Koehnle TJ, Brown A - J. Cell Biol. (1999)

Bottom Line: The average transport rate was estimated to be at least 130 micrometer/h (3.1 mm/d), and approximately 90% of the accumulated neurofilament protein remained in the axon after detergent extraction, suggesting that it was present in a polymerized form.These data suggest that the neurofilament proteins were transported either as assembled polymers or in a nonpolymeric form that assembled locally at the site of accumulation.This study represents the first demonstration of the axonal transport of neurofilament protein in cultured neurons.

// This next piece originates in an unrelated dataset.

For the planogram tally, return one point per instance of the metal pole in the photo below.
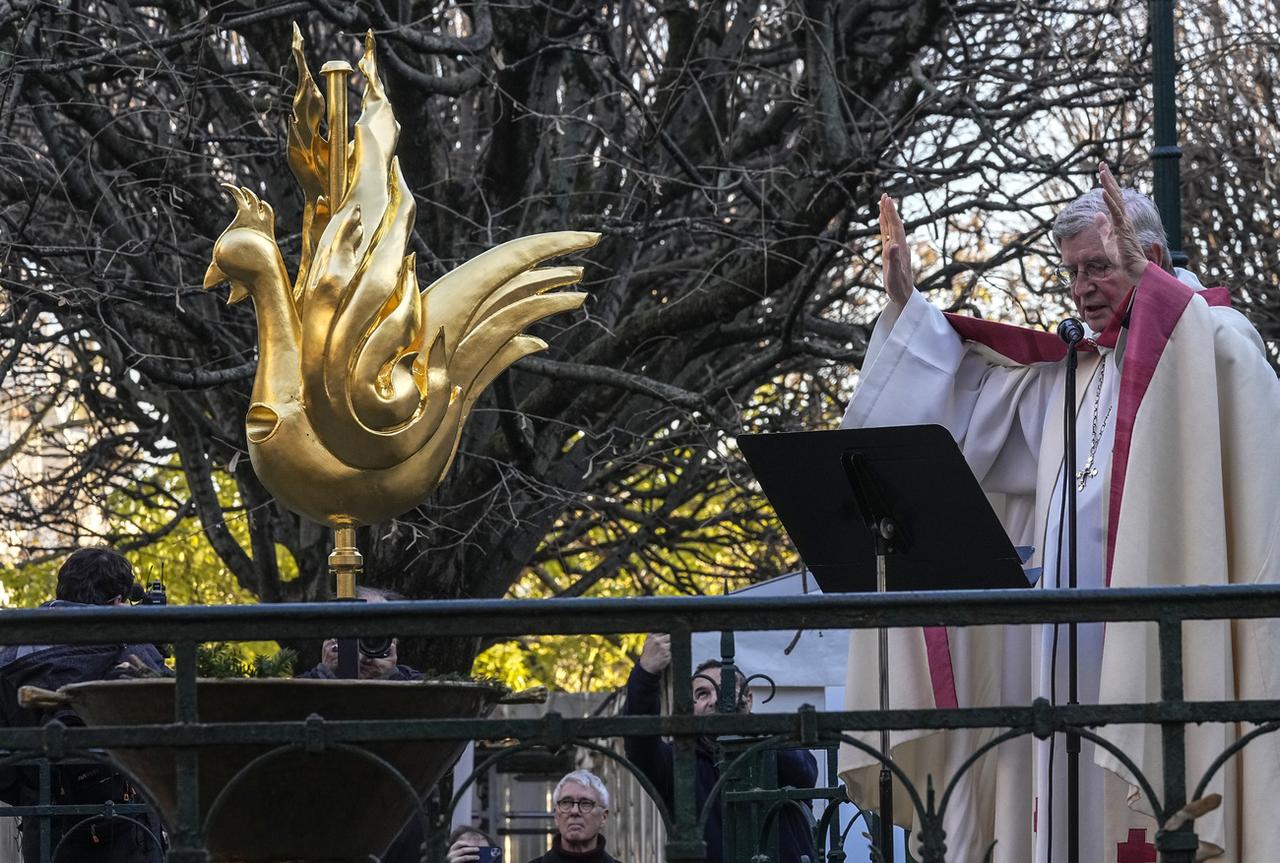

View Article: PubMed Central - PubMed

Affiliation: Neuroscience Program, Department of Biological Sciences, Ohio University, Athens, Ohio 45701, USA.

ABSTRACT
We have investigated the axonal transport of neurofilament protein in cultured neurons by constricting single axons with fine glass fibers. We observed a rapid accumulation of anterogradely and retrogradely transported membranous organelles on both sides of the constrictions and a more gradual accumulation of neurofilament protein proximal to the constrictions. Neurofilament protein accumulation was dependent on the presence of metabolic substrates and was blocked by iodoacetate, which is an inhibitor of glycolysis. These data indicate that neurofilament protein moves anterogradely in these axons by a mechanism that is directly or indirectly dependent on nucleoside triphosphates. The average transport rate was estimated to be at least 130 micrometer/h (3.1 mm/d), and approximately 90% of the accumulated neurofilament protein remained in the axon after detergent extraction, suggesting that it was present in a polymerized form. Electron microscopy demonstrated that there were an abnormally large number of neurofilament polymers proximal to the constrictions. These data suggest that the neurofilament proteins were transported either as assembled polymers or in a nonpolymeric form that assembled locally at the site of accumulation. This study represents the first demonstration of the axonal transport of neurofilament protein in cultured neurons.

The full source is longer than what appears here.